Cape 3.b.12 ff. 117v-118 »O mira circa nos tue pietatis dignatio« 3v
*Florence 229 ff. 56v-57 »J’ay mains de biens que s’il n’en estoit nulz« 3v (first section) Busnoys PDF
*Paris 15123 ff. 178v-179 »J’ay mains de biens que s’il n’en estoit nulz« 3v (first section) Busnoys PDF · Facsimile
Paris 2973 ff. 26v-28 »J’ay moins de biens que s’il n’en estoit point« 3v · Facsimile
Sevilla 5-1-43 ff. 90v-91 »J’ay mains de biens que s’il n’en estoit« 3v

Citation: See Fallows 1999, p. 193.

Edition: Busnoys 2018 no. 41 (Laborde).

Text: Bergerette; incomplete in Dijon and Laborde, which both miss the poem’s tierce; a complete text is found in Paris 1719 f. 109.

After Dijon and Laborde:

J’ay mains de bien que s’il n’en estoit point,
ainsi le veult ma dame et ma maistresse. 1)
Je ne scay pas s’elle veult qu’en destresse 2)
use mes jours demourant en ce point.

S’en tel estat longuement je demeure,
mourir me fault, eschapper je n’en puis.

Mais pensez bien que tousjours je labeure
de mectre fin a mes tresgriefz ennuys.

D’estre dehait je ne suis pas en point, 3)
se confort n’ay dont le mal qui m’opresse
deffiner puist et aussi la tristesse
qui m’a fait dire pour ce que trop m’espoint: 4)

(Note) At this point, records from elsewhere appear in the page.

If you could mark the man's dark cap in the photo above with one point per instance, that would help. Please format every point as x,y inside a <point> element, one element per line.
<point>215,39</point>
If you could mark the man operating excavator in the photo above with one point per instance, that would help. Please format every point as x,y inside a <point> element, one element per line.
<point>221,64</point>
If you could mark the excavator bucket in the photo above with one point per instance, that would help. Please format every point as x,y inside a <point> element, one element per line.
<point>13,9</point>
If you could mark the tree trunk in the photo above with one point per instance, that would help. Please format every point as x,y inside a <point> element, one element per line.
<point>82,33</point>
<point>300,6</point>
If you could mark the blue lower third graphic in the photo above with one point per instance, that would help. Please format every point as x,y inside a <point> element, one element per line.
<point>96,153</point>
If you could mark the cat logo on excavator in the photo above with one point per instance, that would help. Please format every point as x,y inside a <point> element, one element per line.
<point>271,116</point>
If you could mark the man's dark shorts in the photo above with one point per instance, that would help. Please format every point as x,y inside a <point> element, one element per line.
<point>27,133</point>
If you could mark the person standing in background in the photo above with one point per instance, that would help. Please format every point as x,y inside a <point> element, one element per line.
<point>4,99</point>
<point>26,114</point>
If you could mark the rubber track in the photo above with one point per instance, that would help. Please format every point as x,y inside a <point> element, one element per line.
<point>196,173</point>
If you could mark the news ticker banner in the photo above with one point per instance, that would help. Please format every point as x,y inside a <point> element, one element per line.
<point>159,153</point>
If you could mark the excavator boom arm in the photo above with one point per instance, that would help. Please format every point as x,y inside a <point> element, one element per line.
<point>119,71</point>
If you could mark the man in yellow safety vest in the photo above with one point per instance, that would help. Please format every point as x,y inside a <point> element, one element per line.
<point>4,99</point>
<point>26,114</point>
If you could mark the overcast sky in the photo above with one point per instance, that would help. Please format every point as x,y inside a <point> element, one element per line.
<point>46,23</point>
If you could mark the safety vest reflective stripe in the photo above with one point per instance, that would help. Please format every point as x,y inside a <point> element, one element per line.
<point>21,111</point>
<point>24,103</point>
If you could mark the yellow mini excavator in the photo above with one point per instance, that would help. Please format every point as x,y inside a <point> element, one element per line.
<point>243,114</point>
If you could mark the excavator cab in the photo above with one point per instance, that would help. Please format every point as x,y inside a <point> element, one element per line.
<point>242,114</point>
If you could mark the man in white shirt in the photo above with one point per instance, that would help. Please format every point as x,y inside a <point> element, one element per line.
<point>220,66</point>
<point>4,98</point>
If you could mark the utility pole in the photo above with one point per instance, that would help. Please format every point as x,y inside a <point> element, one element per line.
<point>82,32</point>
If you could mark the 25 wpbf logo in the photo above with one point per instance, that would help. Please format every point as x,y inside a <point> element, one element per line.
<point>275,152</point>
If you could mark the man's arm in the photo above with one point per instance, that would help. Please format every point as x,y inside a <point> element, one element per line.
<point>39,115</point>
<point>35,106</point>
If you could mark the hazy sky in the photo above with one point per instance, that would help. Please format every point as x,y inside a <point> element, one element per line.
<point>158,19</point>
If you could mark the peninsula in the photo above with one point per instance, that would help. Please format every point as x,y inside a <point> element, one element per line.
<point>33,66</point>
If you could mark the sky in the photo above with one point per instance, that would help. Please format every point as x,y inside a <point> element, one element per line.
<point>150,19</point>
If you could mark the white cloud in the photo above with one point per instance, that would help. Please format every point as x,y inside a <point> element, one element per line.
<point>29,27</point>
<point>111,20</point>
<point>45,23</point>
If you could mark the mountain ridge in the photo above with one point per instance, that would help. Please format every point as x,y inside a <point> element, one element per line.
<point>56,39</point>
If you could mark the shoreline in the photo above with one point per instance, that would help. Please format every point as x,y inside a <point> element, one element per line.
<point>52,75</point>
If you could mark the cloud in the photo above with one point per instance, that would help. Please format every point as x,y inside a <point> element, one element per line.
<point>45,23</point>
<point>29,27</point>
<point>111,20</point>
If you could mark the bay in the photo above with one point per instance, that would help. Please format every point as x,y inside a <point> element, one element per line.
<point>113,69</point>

J’ay mains de bien que s’il n’en estoit point,
ainsi le veult ma dame et ma maistresse.
Je ne scay pas s’elle veult qu’en destresse
use mes jours demourant en ce point.

I have less enjoyment than if there were none at all;
this is the will of my lady and mistress.
I do not know if she wiahes that in distress
I spend my days, stuck at this point.

If in such a state I for long must remain,
I shall die, I cannot escape.

But be sure that I always seek
to end my arduous troubles.

To be happy is mot possible to me,
if I get no confort to end the pain
that opresses me and also the sorrow
that makes me say, because it blunts me so:

I have less enjoyment than if there were none at all;
this is the will of my lady and mistress.
I do not know if she wiahes that in distress
I spend my days, stuck at this point.

1) Dijon, line 2, “ainsy veult le ...
2) Dijon, line 3, “... pas celle ...”
3) Dijon and Laborde, lines 9-12 missing; after MS Paris 1719.
4) Paris 1719, line 4, has a syllable too many.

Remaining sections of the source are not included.